Different types of financial fraud explained

There are many different ways fraudsters can use financial data and stolen property to commit financial fraud. Various online methods such as phishing and malware can give them access to passwords and account numbers, and more traditional techniques such as pickpocketing or stealing discarded documents can lead to card or account fraud.

Here, we look at some of the most common types of fraud, explaining what they mean and how you can avoid becoming a victim.

Identity theft and fraud

Many of the frauds below come about because of identity theft, this is quite simply when someone steals personal details about someone living or dead, such as their bank account number, email account password or copies of their utility bills. This information can then be used to commit identity fraud, where criminals impersonate someone using the stolen information to obtain financial services or access existing accounts.

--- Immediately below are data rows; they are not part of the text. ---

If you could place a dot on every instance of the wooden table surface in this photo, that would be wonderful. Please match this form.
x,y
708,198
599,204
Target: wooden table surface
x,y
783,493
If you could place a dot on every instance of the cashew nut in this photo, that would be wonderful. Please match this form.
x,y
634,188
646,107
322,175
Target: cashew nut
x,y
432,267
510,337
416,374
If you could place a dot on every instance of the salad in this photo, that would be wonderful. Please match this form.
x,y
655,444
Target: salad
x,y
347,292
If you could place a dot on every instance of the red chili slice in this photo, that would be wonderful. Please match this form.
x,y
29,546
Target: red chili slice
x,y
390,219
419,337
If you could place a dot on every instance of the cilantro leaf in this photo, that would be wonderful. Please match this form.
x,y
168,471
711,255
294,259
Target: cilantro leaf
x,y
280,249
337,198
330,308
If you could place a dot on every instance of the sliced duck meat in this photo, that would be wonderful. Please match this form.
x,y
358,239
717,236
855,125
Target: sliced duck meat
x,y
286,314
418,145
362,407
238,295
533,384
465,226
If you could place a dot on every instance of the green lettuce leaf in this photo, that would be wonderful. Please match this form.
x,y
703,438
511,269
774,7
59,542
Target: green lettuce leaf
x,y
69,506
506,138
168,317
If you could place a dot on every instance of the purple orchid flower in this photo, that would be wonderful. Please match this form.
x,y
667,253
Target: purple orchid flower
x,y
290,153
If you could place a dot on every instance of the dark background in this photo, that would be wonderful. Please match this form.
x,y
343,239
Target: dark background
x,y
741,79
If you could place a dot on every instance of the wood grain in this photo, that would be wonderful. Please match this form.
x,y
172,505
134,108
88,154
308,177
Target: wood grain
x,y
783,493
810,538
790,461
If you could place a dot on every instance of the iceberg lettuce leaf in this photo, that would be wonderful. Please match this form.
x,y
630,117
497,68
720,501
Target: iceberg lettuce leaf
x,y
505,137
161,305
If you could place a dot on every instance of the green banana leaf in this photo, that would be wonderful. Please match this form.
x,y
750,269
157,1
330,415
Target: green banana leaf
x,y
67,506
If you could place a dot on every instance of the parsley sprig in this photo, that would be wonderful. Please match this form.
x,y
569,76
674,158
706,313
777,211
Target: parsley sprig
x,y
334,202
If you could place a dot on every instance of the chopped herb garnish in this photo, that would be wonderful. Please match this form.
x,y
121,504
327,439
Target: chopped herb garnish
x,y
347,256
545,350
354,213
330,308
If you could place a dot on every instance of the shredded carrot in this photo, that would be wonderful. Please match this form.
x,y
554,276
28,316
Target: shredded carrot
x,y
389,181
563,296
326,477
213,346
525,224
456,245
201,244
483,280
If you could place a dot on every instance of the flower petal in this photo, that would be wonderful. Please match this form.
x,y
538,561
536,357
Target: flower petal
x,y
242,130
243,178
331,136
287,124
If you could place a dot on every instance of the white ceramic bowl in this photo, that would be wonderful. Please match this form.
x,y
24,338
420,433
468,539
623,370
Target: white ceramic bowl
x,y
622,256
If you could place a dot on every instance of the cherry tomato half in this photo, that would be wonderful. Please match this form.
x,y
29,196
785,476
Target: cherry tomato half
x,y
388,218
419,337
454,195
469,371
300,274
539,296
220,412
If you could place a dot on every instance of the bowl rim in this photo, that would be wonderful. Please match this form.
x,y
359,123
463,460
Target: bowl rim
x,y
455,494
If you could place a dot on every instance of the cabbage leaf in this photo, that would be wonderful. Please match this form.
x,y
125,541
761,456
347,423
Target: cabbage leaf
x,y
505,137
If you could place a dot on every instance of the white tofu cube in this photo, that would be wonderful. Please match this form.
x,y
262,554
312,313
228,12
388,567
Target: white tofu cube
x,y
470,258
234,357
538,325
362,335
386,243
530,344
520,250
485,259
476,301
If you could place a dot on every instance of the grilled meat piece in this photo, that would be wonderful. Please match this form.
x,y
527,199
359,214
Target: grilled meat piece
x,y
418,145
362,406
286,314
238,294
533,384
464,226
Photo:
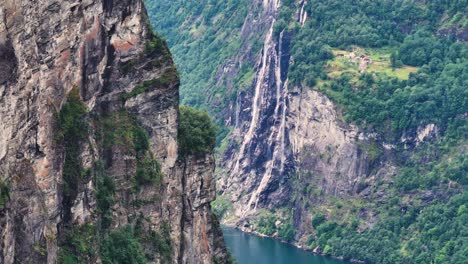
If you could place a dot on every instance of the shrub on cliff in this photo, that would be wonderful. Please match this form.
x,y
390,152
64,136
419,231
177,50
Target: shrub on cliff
x,y
197,132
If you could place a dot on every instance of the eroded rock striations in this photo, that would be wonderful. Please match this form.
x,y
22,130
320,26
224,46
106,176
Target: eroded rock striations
x,y
88,140
283,132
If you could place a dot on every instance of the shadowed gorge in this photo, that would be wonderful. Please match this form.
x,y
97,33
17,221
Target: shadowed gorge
x,y
90,164
342,124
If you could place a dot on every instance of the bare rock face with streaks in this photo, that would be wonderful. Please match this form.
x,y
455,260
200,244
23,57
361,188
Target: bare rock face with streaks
x,y
286,137
88,137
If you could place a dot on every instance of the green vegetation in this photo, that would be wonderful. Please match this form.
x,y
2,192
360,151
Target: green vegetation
x,y
105,190
205,33
197,133
122,246
156,243
73,130
79,246
221,206
4,194
122,129
169,77
418,76
265,223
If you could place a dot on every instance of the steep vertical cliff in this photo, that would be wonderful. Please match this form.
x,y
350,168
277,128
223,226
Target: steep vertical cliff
x,y
88,147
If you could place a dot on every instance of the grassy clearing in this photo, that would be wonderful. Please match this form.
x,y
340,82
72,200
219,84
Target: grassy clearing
x,y
381,64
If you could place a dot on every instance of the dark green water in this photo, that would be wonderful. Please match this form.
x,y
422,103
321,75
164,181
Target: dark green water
x,y
250,249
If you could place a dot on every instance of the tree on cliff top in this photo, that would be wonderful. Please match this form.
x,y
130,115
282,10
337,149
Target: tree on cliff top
x,y
197,132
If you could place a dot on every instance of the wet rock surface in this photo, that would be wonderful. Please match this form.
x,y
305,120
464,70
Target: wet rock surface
x,y
106,51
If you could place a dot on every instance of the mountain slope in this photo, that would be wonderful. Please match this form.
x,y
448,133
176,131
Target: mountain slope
x,y
89,164
350,135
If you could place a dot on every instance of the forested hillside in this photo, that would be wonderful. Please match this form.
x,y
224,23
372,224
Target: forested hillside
x,y
398,70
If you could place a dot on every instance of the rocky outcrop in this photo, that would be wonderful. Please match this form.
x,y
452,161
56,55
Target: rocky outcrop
x,y
110,166
286,138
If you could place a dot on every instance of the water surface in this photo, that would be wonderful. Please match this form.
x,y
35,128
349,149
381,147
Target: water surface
x,y
250,249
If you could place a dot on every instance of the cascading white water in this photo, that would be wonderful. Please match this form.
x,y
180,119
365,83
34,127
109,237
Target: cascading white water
x,y
303,14
278,153
256,100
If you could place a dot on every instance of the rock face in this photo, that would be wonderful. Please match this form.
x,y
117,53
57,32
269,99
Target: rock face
x,y
103,55
286,138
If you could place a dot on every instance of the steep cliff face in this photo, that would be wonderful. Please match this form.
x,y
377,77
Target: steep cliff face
x,y
280,131
286,139
89,116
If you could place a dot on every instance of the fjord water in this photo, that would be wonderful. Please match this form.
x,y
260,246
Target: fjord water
x,y
250,249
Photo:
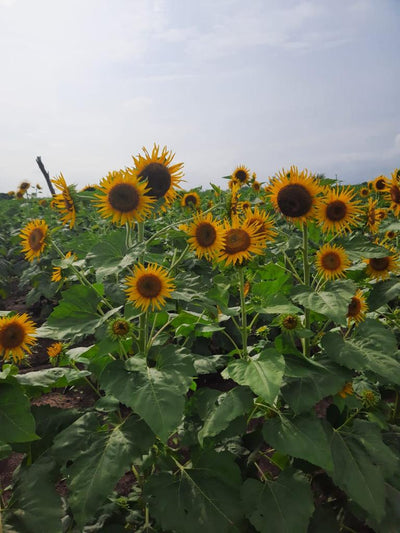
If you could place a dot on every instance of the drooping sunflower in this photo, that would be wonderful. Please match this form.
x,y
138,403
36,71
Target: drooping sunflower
x,y
337,211
17,335
393,192
64,201
241,240
123,198
357,308
294,194
191,200
149,286
332,261
262,220
162,176
205,236
57,272
33,237
380,267
380,184
241,174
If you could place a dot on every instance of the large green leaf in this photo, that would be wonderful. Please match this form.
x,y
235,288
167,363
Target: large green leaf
x,y
356,473
332,303
373,348
106,456
230,405
302,436
205,497
263,373
155,393
309,381
281,506
76,315
36,506
16,421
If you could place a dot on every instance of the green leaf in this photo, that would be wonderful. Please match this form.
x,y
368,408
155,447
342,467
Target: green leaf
x,y
156,393
263,373
205,497
302,436
36,504
373,348
356,474
332,303
16,421
310,381
76,315
281,506
230,406
51,377
106,456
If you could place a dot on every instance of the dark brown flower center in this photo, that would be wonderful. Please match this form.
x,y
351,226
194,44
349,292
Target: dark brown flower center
x,y
12,336
395,194
336,211
379,263
36,239
158,179
123,197
236,240
205,234
149,285
294,200
354,307
331,261
241,175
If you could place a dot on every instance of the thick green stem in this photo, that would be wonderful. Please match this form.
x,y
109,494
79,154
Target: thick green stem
x,y
306,279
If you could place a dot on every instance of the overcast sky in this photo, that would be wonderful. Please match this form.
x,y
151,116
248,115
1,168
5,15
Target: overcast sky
x,y
265,83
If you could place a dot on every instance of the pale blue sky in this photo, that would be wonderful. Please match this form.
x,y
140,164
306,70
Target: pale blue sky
x,y
86,83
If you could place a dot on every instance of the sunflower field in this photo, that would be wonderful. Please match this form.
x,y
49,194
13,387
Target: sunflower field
x,y
235,353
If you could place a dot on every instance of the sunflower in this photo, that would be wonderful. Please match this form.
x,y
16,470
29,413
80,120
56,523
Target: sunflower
x,y
380,267
262,221
241,174
191,199
332,261
16,336
123,198
33,237
64,201
55,350
241,240
149,286
357,308
373,219
205,236
294,194
57,275
393,192
380,183
338,211
160,174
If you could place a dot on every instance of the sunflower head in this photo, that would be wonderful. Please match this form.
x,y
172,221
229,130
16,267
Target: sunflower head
x,y
123,198
64,201
332,261
241,174
17,335
205,236
357,308
159,174
149,286
34,238
191,200
294,194
337,211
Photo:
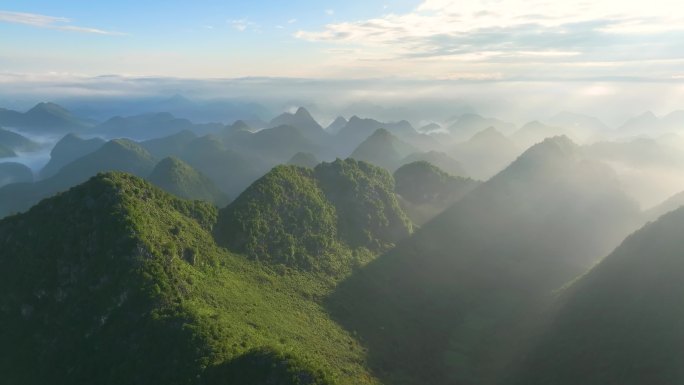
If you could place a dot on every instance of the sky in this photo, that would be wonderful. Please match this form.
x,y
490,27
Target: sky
x,y
444,39
582,51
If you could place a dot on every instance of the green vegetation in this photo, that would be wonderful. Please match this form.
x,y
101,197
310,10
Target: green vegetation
x,y
425,190
11,172
383,149
127,286
120,154
621,323
439,159
283,217
16,142
67,150
325,219
453,304
368,214
304,159
178,178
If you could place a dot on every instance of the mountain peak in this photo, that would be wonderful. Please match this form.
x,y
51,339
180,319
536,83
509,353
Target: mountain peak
x,y
303,113
48,107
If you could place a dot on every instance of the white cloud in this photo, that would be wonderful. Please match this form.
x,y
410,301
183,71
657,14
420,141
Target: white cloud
x,y
50,22
514,31
244,24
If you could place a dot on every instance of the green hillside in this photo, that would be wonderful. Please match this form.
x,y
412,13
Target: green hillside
x,y
425,190
67,150
304,159
178,178
383,149
127,286
621,323
119,154
451,304
321,219
17,142
11,172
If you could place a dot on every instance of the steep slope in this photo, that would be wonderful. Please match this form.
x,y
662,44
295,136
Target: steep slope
x,y
621,323
359,129
439,159
535,132
670,204
11,172
43,118
304,159
180,179
336,125
314,219
450,304
642,124
470,124
383,149
154,125
231,170
119,154
67,150
486,153
305,123
171,145
426,190
127,286
276,145
17,142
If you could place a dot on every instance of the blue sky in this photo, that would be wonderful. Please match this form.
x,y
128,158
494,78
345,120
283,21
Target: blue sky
x,y
495,40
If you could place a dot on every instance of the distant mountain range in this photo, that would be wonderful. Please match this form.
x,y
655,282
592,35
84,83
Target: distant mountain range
x,y
44,118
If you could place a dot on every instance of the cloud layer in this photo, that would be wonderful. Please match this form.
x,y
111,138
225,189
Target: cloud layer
x,y
516,37
50,22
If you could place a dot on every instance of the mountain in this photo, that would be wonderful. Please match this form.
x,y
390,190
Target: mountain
x,y
383,149
486,153
430,127
180,179
470,124
451,304
640,152
621,323
17,142
153,125
43,118
578,122
303,159
440,160
314,219
305,123
68,149
358,129
644,123
535,132
11,172
425,190
6,152
670,204
169,145
673,122
231,170
336,125
119,154
127,286
275,145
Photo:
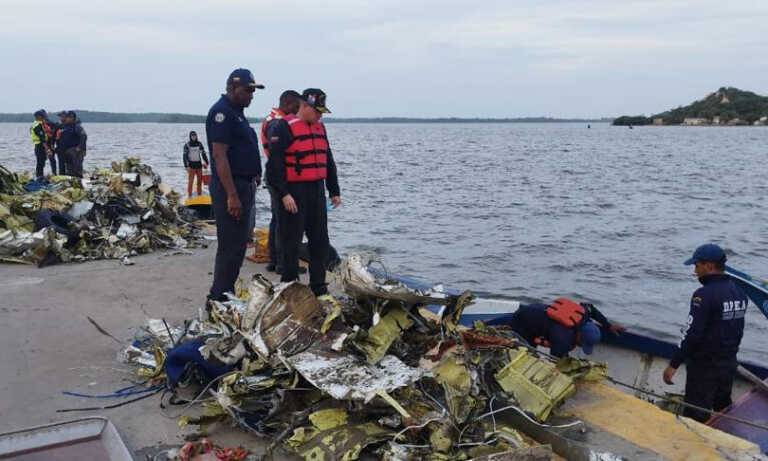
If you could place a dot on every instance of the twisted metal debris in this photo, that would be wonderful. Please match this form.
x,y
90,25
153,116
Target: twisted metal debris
x,y
370,370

Identity theft does not necessarily have to be sophisticated to be effective, it can involve guessing a password, stealing old papers from a recycling bin or searching for personal information on social media networks. Although there are more complex techniques like using malware or false ATMs, this does mean that individuals can take very simple steps to reduce their chances of becoming a victim. You can read more about those steps in this article on avoiding scams.

Facility takeover

Facility takeover is when an existing financial service, such as a bank account or credit card, is taken over by a fraudster using stolen information to pose as the account holder. This could be achieved in a variety of ways such as intercepting a PIN code, resetting a password using security questions or by stealing a credit or debit card.

Facility takeover can often be detected by keeping a close eye on your account activity and investigating any unusual purchases with your bank or card issuer. Your bank’s dedicated fraud team should also be looking for any signs of unusual activity and may even suspend your account if they suspect fraud is taking place.

Application fraud and misuse of facility

Application fraud is usually defined as when an individual uses their own name to apply for a financial product, but uses false information or counterfeit documents in the application. For example, someone might supply fake payslips in their mortgage application to indicate that they earn more than they actually do. Similarly, misuse of facility is when someone opens an account with the intention of using it for fraudulent purposes, e.g. someone who takes out a credit card and does not plan to make repayments.

These two types of fraud can be carried out by individuals under their own name, or by someone who has stolen their identity. This type of activity can be harder to spot, as the victim may have no idea a new account has been opened. It may often come to light when they try to apply for credit and are rejected because of the fraudulent activity now associated with them.

Mandate fraud

If you use direct debits or standing orders, fraudsters might try to pose as the organisation you are making payments to, in order to redirect the money to their own accounts. This could be done through post by sending a fake letter to an individual, informing them that the direct debit payment details need to be updated. In this case, the new bank details would belong to the criminals, rather than the genuine organisation.

The same scam could be carried out by email and text message, and could even involve fraudsters hacking into a bank account to change direct debit details. It could potentially be harder to spot as the payments would not be unusual at first glance, and it may be a few weeks or months before the organisation who should be receiving the money get in touch.

If you do get a request to change direct debit details, you should get in touch with the provider of the service to check that it is a genuine request.